バラエティに富む練習場ボール 仕分けは地獄

練習場にはいろんな種類のボールがある(撮影/田辺安啓(JJ))

PGAツアー会場の練習場では多くの種類のボールが用意されている。もう何年も前から当たり前のことだが、タイトリスト、スリクソン、ブリヂストン…とブランドだけなら5社だが、タイトリストならProV1とProV1x、スリクソンならZ-STAR-XVと◆(ブラックダイヤモンド)など、合計10種類もある。

「AT&Tペブルビーチプロアマ」はセレブたちもプレーするから、アマチュア用の練習球もあるので計11種類か。契約ボールが決まっているプロには至れり尽くせりだが、ちょっと考えてほしい。これ、どうやって仕分けしてるの?

回収されたボールは(撮影/田辺安啓(JJ))

大会前、各メーカーから「練習場専用球」が搬入される。その時は種類別になっているから問題ないが、みんなが練習場で打ち出すと10種類以上がごちゃまぜになる。ある程度のボールが打たれると収集カートが出動するのは見慣れた光景だが、ここからが大変だ。

すっかり汚れちまったけど(撮影/田辺安啓(JJ))

回収したボールはまず洗浄器できれいにされ、作業小屋へ。
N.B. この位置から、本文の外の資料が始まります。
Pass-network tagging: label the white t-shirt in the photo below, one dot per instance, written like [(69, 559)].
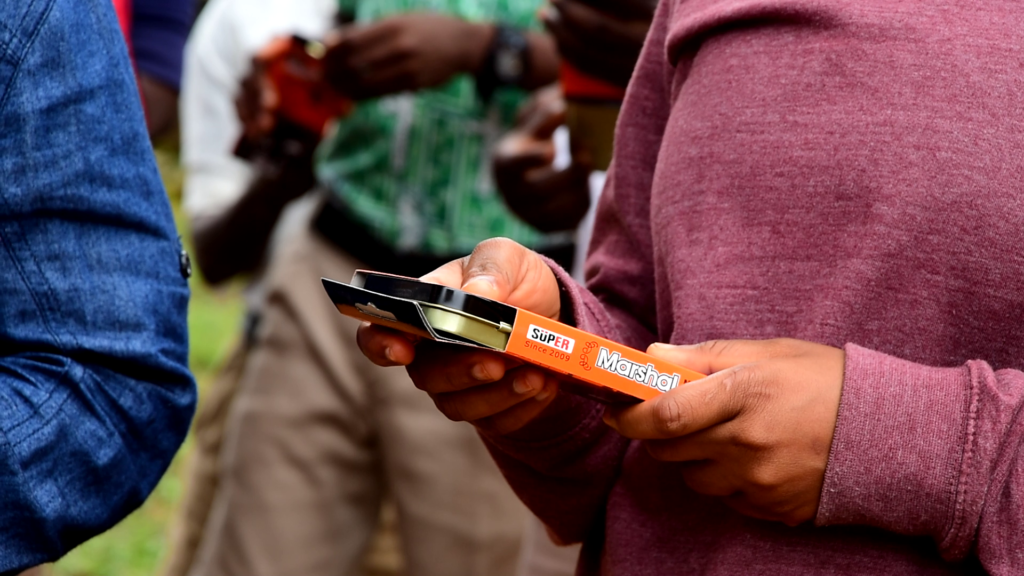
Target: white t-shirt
[(218, 54)]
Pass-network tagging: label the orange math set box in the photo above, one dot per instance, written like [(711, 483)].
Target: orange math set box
[(595, 367)]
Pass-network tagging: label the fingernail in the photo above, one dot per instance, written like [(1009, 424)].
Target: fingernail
[(484, 283), (545, 394), (521, 385), (479, 372)]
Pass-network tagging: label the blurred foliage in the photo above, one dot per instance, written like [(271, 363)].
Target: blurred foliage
[(136, 546)]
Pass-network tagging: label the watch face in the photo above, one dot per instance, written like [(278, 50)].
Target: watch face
[(508, 65)]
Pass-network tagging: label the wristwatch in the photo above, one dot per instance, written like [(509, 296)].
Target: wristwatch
[(507, 62)]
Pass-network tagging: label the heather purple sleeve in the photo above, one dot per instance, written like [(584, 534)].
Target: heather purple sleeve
[(934, 452), (563, 464)]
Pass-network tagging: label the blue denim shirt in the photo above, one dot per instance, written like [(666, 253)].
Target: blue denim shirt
[(95, 395)]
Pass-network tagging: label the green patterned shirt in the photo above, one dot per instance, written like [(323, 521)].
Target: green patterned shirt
[(415, 168)]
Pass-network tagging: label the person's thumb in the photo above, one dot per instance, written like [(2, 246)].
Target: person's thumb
[(715, 356), (501, 270)]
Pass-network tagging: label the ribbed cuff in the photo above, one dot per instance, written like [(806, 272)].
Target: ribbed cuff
[(899, 443)]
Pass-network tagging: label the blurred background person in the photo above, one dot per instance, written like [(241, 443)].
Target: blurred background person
[(316, 434), (156, 33), (555, 190), (252, 198)]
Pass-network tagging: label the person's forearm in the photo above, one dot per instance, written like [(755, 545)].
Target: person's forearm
[(235, 241), (542, 55)]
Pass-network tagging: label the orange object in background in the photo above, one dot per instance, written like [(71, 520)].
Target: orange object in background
[(577, 85), (591, 112), (295, 69)]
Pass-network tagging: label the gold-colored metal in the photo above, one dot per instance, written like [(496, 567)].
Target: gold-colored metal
[(471, 327), (315, 49)]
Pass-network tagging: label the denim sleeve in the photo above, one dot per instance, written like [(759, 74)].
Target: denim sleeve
[(95, 395)]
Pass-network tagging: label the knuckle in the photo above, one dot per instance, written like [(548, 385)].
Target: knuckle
[(450, 406), (765, 477), (749, 386), (671, 414)]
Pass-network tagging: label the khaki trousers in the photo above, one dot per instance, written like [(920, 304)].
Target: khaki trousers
[(317, 435)]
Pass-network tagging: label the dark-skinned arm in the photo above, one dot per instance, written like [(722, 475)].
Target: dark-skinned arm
[(421, 50)]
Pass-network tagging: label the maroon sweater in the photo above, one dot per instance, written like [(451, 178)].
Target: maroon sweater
[(843, 171)]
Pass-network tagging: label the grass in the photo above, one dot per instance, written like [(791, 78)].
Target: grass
[(136, 546)]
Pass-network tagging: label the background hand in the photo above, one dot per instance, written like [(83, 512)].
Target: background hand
[(548, 199), (410, 51), (757, 432), (489, 389), (602, 38)]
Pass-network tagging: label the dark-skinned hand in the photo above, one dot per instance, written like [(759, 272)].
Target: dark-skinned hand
[(279, 150), (550, 200), (410, 51), (602, 38), (757, 432), (486, 388)]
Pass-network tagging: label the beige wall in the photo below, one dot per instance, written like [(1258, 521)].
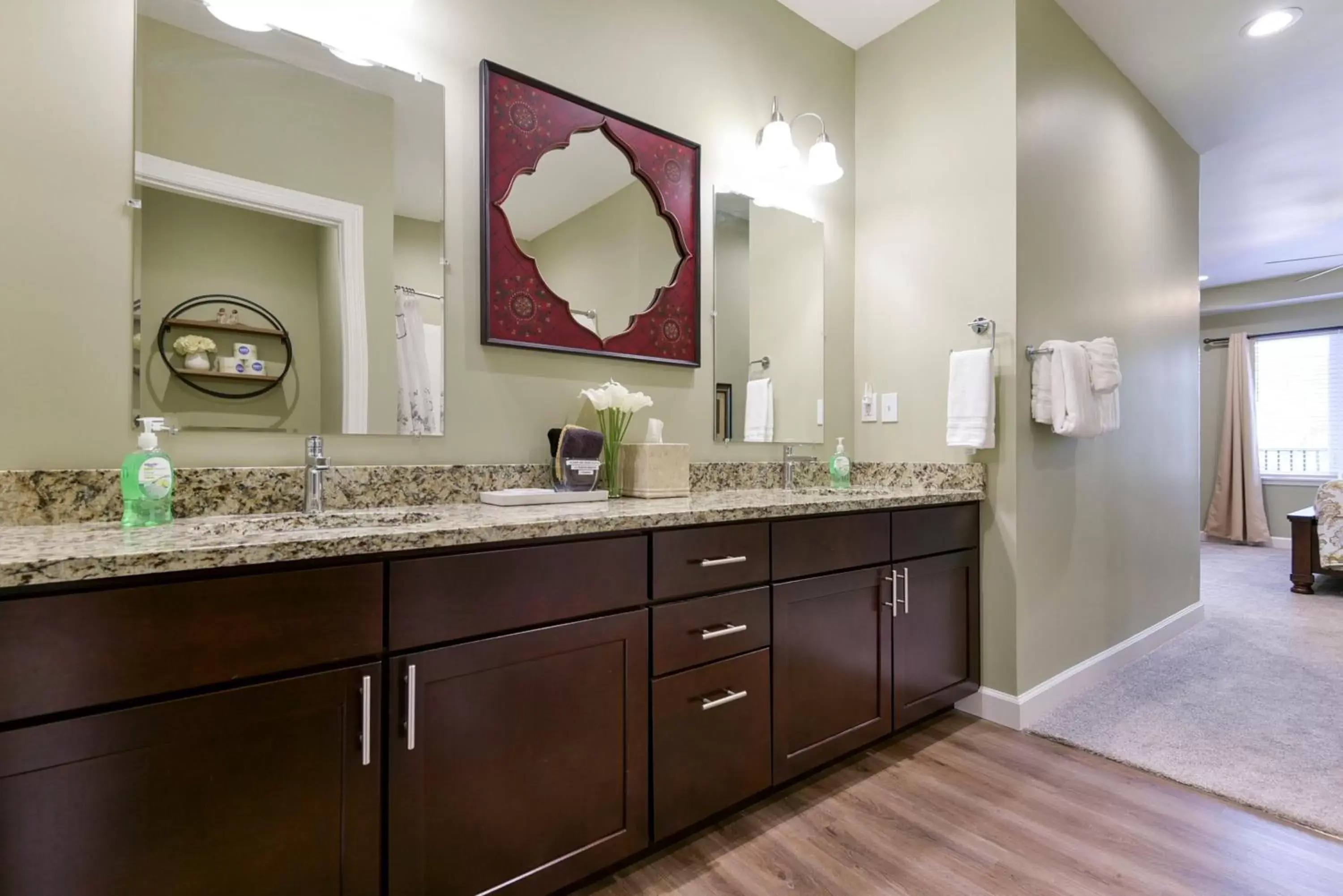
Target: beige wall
[(937, 180), (787, 317), (195, 247), (296, 129), (1108, 246), (732, 308), (612, 257), (68, 215), (1279, 500)]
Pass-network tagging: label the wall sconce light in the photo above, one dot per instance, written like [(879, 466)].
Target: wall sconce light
[(778, 156)]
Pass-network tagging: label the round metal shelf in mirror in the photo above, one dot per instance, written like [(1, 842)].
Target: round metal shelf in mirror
[(180, 320)]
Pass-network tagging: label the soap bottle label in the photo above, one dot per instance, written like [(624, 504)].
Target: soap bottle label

そこからの仕分けは完全手作業。テーブルに置かれた大量のボールを2~4人のボランティアが種類別に拾って、小分けのカゴに入れていく。同メーカーの種類違いは細かな印字を確認しなけばならないから、大変根気のいる作業になる。同じ種類のボールが練習場のテーブルに並べられているのは、こんな地道な作業のおかげです。

地道な手作業で種類ごとに(撮影/田辺安啓(JJ))

さて、大会終了後のボールの行方はというと…。大会によっては、開催コースや地元のゴルフ団体(ファーストティプログラム=ゴルフを通じて健全な人間形成を目指すプログラムなど)に寄贈されるが、「AT&T―」の場合「各メーカーに引き取られます」と大会関係者。

ペブルビーチGLの練習場にはペブルビーチ・ゴルフアカデミーがあり、テーラーメイド社と提携している。そのため同社以外のものが混じることは好ましくない、という事情があるとか。練習球にもいろんな物語があります。(JJ田辺カメラマン)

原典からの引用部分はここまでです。